The impact of high speed brass wire and Zn-coated brass wire on the WEDM process's performance was compared by Nourbakhsh et al.[11] Zn-coated brass wire produced an improved surface finish and a faster cutting speed, according to the experimental investigation. Uncoated wire created more melted drips, craters, and fissures on the machined surface, according to SEM analysis[11]. The development of holes on the surface of monocrystalline silicon machined by WEDM was investigated by Pan et al.[12] Their investigation revealed that gasification holes began to form on the surface when the plasma channel's power density reached a particular degree. Due to damaging thermal stress, the growth of these tiny holes caused the surface heat source to change to a body heat source, which quickly increased the depth of the crack propagation[12].
In order to analyze the impact of various cutting parameters, namely pulse off time, peak current, wire tension, and wire feed rate, on the surface roughness, cutting rate, and material removal rate of Ti-6Al-4V work material, Saedon et al.[13] integrated Taguchi's OA approach with the Grey relational analysis technique. Manjaiah et al.[14] conducted experiments based on Taguchi's L27 OA design under various input conditions of cutting parameters to optimize MRR and Ra simultaneously while machining TiNi shape memory alloy. The results of the ANOVA study and experimental analysis indicated that TON was the most important parameter, with servo voltage and wire feed rate having little impact on overall performance. SEM pictures showed that a white layer formed on the machined surface at greater pulse off times[14]. To minimize overcut when machining High Strength Low Alloy (HSLA) steel on WEDM, Sharma et al.[15] created a mathematical model based on the RSM approach and implemented a genetic algorithm over the model. Based on the analysis, the ideal parameter settings were determined to be: SV of 49 V, IP of 180 A, WT of 6 gmf, TON of 117 μs, and TOFF of 50 μs[15]. The impact of cutting rate (VC) on the craters created on the surface of 16MnCr5 steel that was machined in WEDM was examined by Mouralova et al.[16] The process of diffusion between the wire electrode and the work material was investigated using EDX microanalysis. The study's findings showed that while several deep craters emerged on the machined surface at lower values of VC, no significant craters were generated on the surface at higher values of VC. According to the EDX microanalysis, 70% of the machined surface had Cu and Zn deposits that had melted from the wire electrode as a result of an intense diffusion process[16]. In their experimental study, Roy and Mandal[17] examined the surface integrity of a machined Nitinol-60 SMA specimen as a function of surface crack density, thickness of the recast layer, and average peak to valley heights. RSM was used to develop the relationship between the input parameters and the responses. For numerous runs, Monte-Carlo simulation was used to confirm these models' effectiveness. From the analysis it was observed that, SCD and RLT increased with increase in flow rate due to insufficient flushing. Duty factor followed by SV, and flow rate were found to be significantly affecting the WEDM process performance[17].
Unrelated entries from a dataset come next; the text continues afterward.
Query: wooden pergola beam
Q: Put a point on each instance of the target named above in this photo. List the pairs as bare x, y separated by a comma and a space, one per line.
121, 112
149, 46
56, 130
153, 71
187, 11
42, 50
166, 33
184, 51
In order to achieve the greatest MRR, surface quality, and dimensional accuracy during WEDM of Al/Gr10Cp MMC, Phate et al.[18] adopted an ANN-based GRA approach. The findings of the ANOVA showed that WF followed by TOFF, WT, and TON had the greatest influence on all three responses[18]. When milling EN-31 alloy steel, Padhi and Tripathy[19] used the Taguchi-GRA technique to enhance VC and reduce Ra and dimensional deviation (DD). The ANOVA results showed that, with a 55.45% contribution, TON had the most impact on all three performance metrics. Additional noteworthy determining factors were WF(5.85%), SF(10.30%), SV(15.21%), and WT (5.21%)[19]. Farooq et al.[20] machined concave and convex profiles on Ti-6Al-4V by using WEDM process to investigate the effect of four process parameters such as SV, WF, TON and TOFF, on the geometrical inaccuracies of the cut profile. Experimental results revealed that the optimized parameter setting resulted in least geometrical deviation with a corner radius of 0.106 mm. Furthermore, the SEM research indicated that both the surface integrity and the profile accuracy were significantly impacted by the erosion phenomenon and discharge energy. The use of wire offset, which ranges from 0.169 to 0.173 mm, further reduced the geometric deviations of the actual machined profiles from the intended geometries in addition to optimum parameters[20]. Pramanik et al.[21] studied the recast layer phenomena occurring on the Ti-6Al-4V alloy surface machined through WEDM. It was found that the outermost surface had the maximum cooling rate, which was brought about by the work material's low thermal conductivity and the quenching action caused by the presence of dielectric, was what formed the top flaky layers. The melted material swiftly solidified without forming any grain boundaries at the outer surface, where recast layer was created at a lower cooling rate. Heat treatment occurred during the machining process, causing the heat-affected zone to appear somewhat different in colour[21].
Doreswamy et al.[22] experimentally investigated the effect of various input process parameters such as peak current, TON, TOFF on the MRR, Ra, and kerf width of Ti-6Al-4V material machined on WEDM. The examination of grey relationship grades revealed that TON was having a major impact on the given process's overall performance[22]. Paturi et al.[23] experimentally studied how the ANN approach could be used to model the Ra, VC, kerf width (Kw), and MRR of titanium alloy while machining using WEDM, based on various process parameters such as voltage, flushing pressure, wire tension, WF, arc-on time, arc-off time, and pulse-on time. A satisfactory fit for the developed model was produced using the suggested ANN technique, with R-value more than 0.99. The ANN model's mean and highest absolute error percentages were found to be 2.32% and 5.05%, respectively[23]. Through the WEDM of Ti-6Al-4V, Altin Karatas and Biberci[24] examined the effects of cutting parameters such as voltage, dielectric fluid pressure and wire feed speed, on the kerf width, MRR, Ra, Rq (root mean square deviation), and Rz (maximum height) values of the machined specimen. Voltage was found to be the most significant parameter which affected the overall performance of the process. Further, they used ANN model to develop prediction models for each response characteristic[24]. Doreswamy et al.[25] experimentally investigated the effects of current, TON and TOFF on the Ra value of Ti-6Al-4V work material machined through WEDM. The results revealed that increases in current and TON value led to increased Ra value. Micro cracks were observed on the recast layer formed on the machined surfaces. Additionally, at the microscopic level, the existence of globules, wavy structures, ridge and crater formations, and voids had also been observed[25].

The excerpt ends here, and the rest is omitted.